Given how hard it is to horizontally scale a relational database (it's not impossible, but it's a whole hell of a lot harder than horizontally scaling frontends), if you're intending on doing things at scale, you need a provider that can give you big machines -- lots of RAM, but also lots of CPU, disk space and IOPS. Linode's largest VM appears to be 20GB, which is way too small. AWS has instances with up to 70GB or so of RAM, which is better, but when you can get a physical machine with a TB (or more) of RAM... it's still not real clever.
It's not that a VM is always wrong for a database server, but at some point, when you outgrow the available VM options, you need to know what you're going to do next. It's increasingly common for people to go down the "shard early, shard often" path, because if you're going for massive scale there isn't a physical machine on earth that'll save you, and it means you can run on whatever dinky-toy cloud you like. Sharding is a lot of work to do right, though, and limits your options somewhat in the way you model and interact with your data, so I like to avoid it if I can. The thing is, physical hardware moves at a fairly steady clip, and there's a lot of headroom already available for you to grow into, so by the time you've got a database that needs 2TB of RAM and 30TB of storage (roughly the largest spec single physical machine I can buy at the moment), technology is likely to have improved to the point where a machine with 4TB of RAM and 100TB of storage costs less than what you paid for that 2TB monster.
(Disclaimer: I work at a hosting provider that does a lot of hybrid VPS/physical setups on behalf of customers of various sizes, and I'm sure this colours my judgment on the subject)

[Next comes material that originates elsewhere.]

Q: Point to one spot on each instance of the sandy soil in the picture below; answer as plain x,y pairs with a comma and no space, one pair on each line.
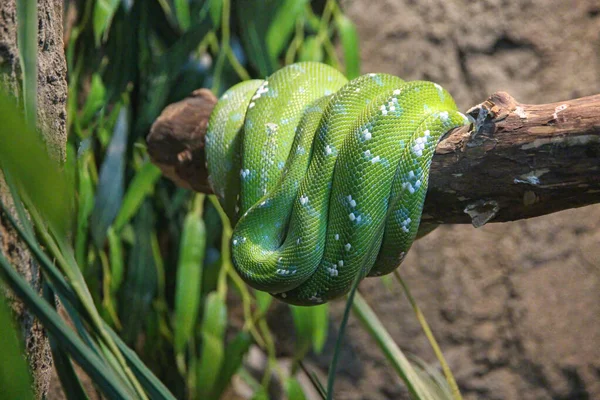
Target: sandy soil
515,306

Let me add to Womble - and as someone who just finished working on a project with a non trivial database in the size of 21000gb... ...You ahve 2 fundamental issues you need to understand.
Basically, RAM can be added a lot more than you think, and then at one point you sit down and design a database SERVER that is IO optimized. Interesting enough one item missing today, where everyone things that virtualization solves all isssues and brings world piece, is that database servers ARE IO bound and this is a solved problem for a part., just expect to get large cass with tons of drives or actually SSD these days. Nothing comes free, but this is a non-avoidable fundamental problem and it is a solved one. This is one reason you can get nice 4U racks from SUperMicro that host 72 dslots for discs. It is one reason SAS was designed. It is one reason SSD are very much liked for databases - they are about 100 times as fast (or more) than hard discs when talking IO per second.
VPS just do not go there ;)
No, it does not. Because this is the ONLY (!) sensible caching technique TO START WITH. Any proper database in the larger world (SQL Server, DB2, Oracle) try to use memory to avoid IO as much as possible. Read SQL blogs and a lot of not too experienced people always complain SQL Server starts using too much memory - sure, because the memory is there and it tries to cache as much as possible.
THis is also one reason database use transaction logs - it means changes to the database do not have to be written NOW but writing can be delayed, while keeping the updates in the tx log and thus save in case of a crash.
Again, this is a "solved problem". Oracle has hardware that goes there - our 21000gb setup used an Oracel ExaData an it was THE SMALLEST SETUP THEY SELL.
Another option that has not been mentioned is database as a service. If the issue is that a single DB instance is running out of RAM, consider using a database service which supports auto scaling of throughput. This type of service will automatically scale the database to multiple nodes, beyond the limit of even the largest machine in terms of RAM, and in this way accommodate additional throughput or connections. I am aware of two services that state they provide auto scaling, Xeround (MySQL) and Enterprise DB (PostgreSQL).